与此类似，我们将计算所有元素的指数。为了完成关注分数的 SoftMax 常规化，我们规划另一个循环，在其中 “Score” 张量的所有元素都除以先前算出的指数和。

   for(int k=0;(k<units && sum>1);k++)
      score[shift_s+k]/=sum;
  }

在循环结束时退出内核。

我们继续利用 feedForward 方法，并研究 AttentionOut 辅助方法。该方法从参数里接收指向三个张量指针：QKV、Scores 和 Out。该方法的结构类似于之前研究的结构。它在两个维度上启动 MHAttentionOut 内核：序列元素和关注目击者。

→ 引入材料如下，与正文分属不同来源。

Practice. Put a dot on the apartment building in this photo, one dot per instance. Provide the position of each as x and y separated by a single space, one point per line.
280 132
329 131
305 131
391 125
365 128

bool CNeuronMLMHAttentionOCL::AttentionOut(CBufferDouble *qkv, CBufferDouble *scores, CBufferDouble *out)
  {
   if(CheckPointer(OpenCL)==POINTER_INVALID || CheckPointer(qkv)==POINTER_INVALID || CheckPointer(scores)==POINTER_INVALID
      || CheckPointer(out)==POINTER_INVALID)
      return false;
   uint global_work_offset[2]= {0,0};
   uint global_work_size[2];
   global_work_size[0]=iUnits;
   global_work_size[1]=iHeads;
   if(!qkv.BufferCreate(OpenCL))
      return false;
   if(!scores.BufferCreate(OpenCL))
      return false;
   if(!out.BufferCreate(OpenCL))
      return false;
//---
   OpenCL.SetArgumentBuffer(def_k_MHAttentionOut,def_k_mhao_qkv,qkv.GetIndex());
   OpenCL.SetArgumentBuffer(def_k_MHAttentionOut,def_k_mhao_score,scores.GetIndex());
   OpenCL.SetArgumentBuffer(def_k_MHAttentionOut,def_k_mhao_out,out.GetIndex());
   OpenCL.SetArgument(def_k_MHAttentionOut,def_k_mhao_dimension,iWindowKey);
   if(!OpenCL.Execute(def_k_MHAttentionOut,2,global_work_offset,global_work_size))
     {
      printf("Error of execution kernel MHAttentionOut: %d",GetLastError());
      return false;
     }
//---
   return out.BufferRead();
  }

如同以前的内核一样，考虑到多目击者关注，重新编写了 MHAttentionOut。它采用单一缓冲区来处理 queries、keys 和 values 张量。内核从参数里接收指向张量 Score、QKV、Out 的指针，和 value 向量大小。第一和第二个缓冲区提供原始数据，最后一个则用于记录结果。

另外，在内核开始时，判断要处理的查询 q 的序号，关注目击者 h，以及查询和关注目击者的数量维度。

__kernel void MHAttentionOut(__global double *scores, ///<[in] Matrix of Scores
                             __global double *qkv,    ///<[in] Matrix of Values
                             __global double *out,    ///<[out] Output tensor
                             int dimension            ///< Dimension of Value
                            )
  {
   int u=get_global_id(0);
   int units=get_global_size(0);
   int h=get_global_id(1);
   int heads=get_global_size(1);

接下来，判断所需关注分数的位置，以及正在分析的输出值向量第一个元素的位置。此外，计算 QKV 张量中一个元素的向量的长度 - 该值将用于确定 QKV 张量中的偏移。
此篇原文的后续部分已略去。